Vs. 12-17.—The sixth seal is opened, like the rest, by the hand of the Mediator, and here “his right hand teacheth terrible things.” “By terrible things in righteousness wilt thou answer us, O God of our salvation.” (Ps. lxv. 5.) The awful scene disclosed would seem to be a beginning of answer to the importunate cry of the “souls under the altar,” as in the foregoing vision.
Many expositors since the time of Cyprian in the third century, have understood this seal as disclosing the scene of the last judgment. No doubt the symbols here employed are suited to that event; but the series of seals, trumpets and vials, not to speak of events still more remote, wholly precludes such an interpretation. All the symbols under the sixth seal betoken revolution. Such is their established and well known import in other parts of Scripture.
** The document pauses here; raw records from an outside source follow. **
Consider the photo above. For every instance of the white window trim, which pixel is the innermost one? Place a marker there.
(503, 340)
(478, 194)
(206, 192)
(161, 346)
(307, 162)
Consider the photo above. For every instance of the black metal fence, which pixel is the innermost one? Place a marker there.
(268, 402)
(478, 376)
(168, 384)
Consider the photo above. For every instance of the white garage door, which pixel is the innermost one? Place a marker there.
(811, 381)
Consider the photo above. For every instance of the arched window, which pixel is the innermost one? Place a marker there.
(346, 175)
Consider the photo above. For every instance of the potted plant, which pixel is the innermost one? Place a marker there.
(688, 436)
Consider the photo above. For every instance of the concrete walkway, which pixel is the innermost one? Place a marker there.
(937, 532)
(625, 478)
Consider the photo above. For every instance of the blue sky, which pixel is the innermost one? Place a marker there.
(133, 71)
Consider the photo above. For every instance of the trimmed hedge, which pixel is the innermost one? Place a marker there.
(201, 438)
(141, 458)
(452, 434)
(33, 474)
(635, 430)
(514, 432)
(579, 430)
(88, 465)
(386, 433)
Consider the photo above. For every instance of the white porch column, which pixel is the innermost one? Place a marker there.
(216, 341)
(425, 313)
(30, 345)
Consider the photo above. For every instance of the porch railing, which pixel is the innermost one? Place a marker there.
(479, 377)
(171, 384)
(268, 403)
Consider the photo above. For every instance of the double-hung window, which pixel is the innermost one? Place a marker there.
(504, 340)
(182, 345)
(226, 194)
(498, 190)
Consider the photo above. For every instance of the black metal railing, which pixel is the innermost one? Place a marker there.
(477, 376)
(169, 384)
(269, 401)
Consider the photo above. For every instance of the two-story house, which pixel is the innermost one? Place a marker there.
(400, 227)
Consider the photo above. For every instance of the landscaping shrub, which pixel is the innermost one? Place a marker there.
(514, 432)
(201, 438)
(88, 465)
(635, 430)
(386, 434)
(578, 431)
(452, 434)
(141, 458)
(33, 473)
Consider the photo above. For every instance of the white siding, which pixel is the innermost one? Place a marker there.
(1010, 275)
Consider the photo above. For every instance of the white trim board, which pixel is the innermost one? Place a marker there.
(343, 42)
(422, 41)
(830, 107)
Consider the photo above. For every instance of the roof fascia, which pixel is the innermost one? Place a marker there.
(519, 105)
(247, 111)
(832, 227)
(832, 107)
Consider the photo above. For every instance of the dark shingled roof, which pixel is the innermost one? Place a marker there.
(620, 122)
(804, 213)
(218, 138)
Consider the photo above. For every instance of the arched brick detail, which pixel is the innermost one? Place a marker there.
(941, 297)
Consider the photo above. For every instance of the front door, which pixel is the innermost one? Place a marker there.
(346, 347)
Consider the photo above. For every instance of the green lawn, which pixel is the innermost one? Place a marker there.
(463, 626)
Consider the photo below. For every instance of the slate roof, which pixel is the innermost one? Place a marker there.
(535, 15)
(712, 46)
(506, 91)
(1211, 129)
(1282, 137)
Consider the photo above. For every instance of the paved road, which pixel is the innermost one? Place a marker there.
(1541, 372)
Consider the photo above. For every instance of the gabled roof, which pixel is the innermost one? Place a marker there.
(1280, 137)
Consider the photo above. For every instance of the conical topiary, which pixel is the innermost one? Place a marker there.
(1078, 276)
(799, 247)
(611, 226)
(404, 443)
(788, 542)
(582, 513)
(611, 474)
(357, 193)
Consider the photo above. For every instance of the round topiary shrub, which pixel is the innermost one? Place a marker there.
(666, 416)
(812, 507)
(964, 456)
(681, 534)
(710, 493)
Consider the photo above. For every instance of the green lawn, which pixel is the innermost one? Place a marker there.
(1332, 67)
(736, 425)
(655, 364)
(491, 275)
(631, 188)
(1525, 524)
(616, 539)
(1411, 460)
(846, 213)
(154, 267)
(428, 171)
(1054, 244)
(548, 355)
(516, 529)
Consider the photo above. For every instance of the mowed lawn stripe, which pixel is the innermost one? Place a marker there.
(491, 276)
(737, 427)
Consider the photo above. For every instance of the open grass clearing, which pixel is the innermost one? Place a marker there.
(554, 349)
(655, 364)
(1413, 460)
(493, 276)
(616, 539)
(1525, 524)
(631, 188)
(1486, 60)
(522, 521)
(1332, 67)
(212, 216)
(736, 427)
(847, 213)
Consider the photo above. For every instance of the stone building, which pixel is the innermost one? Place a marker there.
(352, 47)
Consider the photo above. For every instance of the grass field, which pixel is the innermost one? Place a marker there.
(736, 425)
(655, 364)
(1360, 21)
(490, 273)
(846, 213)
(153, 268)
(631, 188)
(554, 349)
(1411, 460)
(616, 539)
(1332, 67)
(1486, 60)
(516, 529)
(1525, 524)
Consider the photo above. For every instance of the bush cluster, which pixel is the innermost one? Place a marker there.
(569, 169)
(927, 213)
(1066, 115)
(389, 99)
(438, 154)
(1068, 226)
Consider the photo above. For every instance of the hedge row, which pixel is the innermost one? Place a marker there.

The “earthquake” is more than a shaking of the earth. It is a concussion of the heavens also. As Haggai is interpreted by Paul, we learn the civil and ecclesiastical change of the Jewish polity by the “shaking of the heavens and the earth.” (Hag. ii. 6; Heb. xii. 26, 27.) The day of final judgment is so often referred to as certain, that no special prediction was needed to assure us of that event. Indeed, the description of the day of judgment is commonly employed by the prophets to represent revolutions among the nations. So it is in reference to the overthrow of Babylon, (Is. xiii. 13.)—of Egypt, (Ezek. xxxii. 7, 8,) of Jerusalem, (Matt. xxiv. 7, 29.) The “sun, moon and stars” are emblems of civil officers, supreme and subordinate, as well as of military commanders. Their consternation and despair, now that they are cast down from their exalted position, as heavenly luminaries darkened and hurled from their orbits, betray their apprehension of deserved and inevitable wrath. Indeed we may view the last three verses of this chapter, as exegetical or explanatory of the preceding three. The whole frame of imperial power underwent a change which is commonly called a revolution. And the grandeur of the complex symbols, borrowed from the closing scene of time, was never more appropriately employed by the Spirit of prophecy, than in the present instance, to portray the total overthrow of pagan power, idolatry and tyranny. The most conspicuous instrument in the Mediator’s hand by which this great revolution was effected, is well known in history as “Constantine the Great.” The great lights of the heathen world, the powers civil and ecclesiastical, were not eclipsed, but extinguished, heathen priests and augurs were extirpated and idolatrous temples were closed. Christianity was professed by the emperor himself, and his authority exerted for its recognition and diffusion throughout his dominions. Thus did the God of Israel “avenge his own elect, who cried to him night and day from under the altar;” and thus did he afford unto them a “season of rest.”
Constantine, however, was more of a politician than divine. To the student of history he will appear in many respects a striking prototype of William Prince of Orange, who on a less extended scale answers as an antitype in the latter part of the seventeenth century. Neither of them exemplified in their lives the “power of godliness”. Like Charles the Second, they did not consider primitive apostolic Christianity “a religion for a gentleman.” Constantine combined in his character the properties of the lion and the fox. He was crafty and ambitious. Usurping the prerogatives of Zion’s King, he assumed a blasphemous supremacy over the church, and proceeded to model her external polity after the example of the empire. Among the Christian ministry, he found mercenary spirits who pandered to his ambition,—“having his person in admiration because of advantage.” Advancing these two positions of opulence and splendor, he could certainly rely upon them to support him in his schemes of aggrandizement. Thus the mystery of iniquity, whose working Paul discovered in his time, was nurtured to its full development in Heaven’s appointed time. (2 Thess. ii. 7, etc.) If on such occasions mighty kings and valiant generals are stricken with dismay, what shall be the terror of all the impenitent enemies of the Lord and his Anointed when the heavens and the earth shall pass away and leave them without these imaginary hiding places from “the wrath of the Lamb!”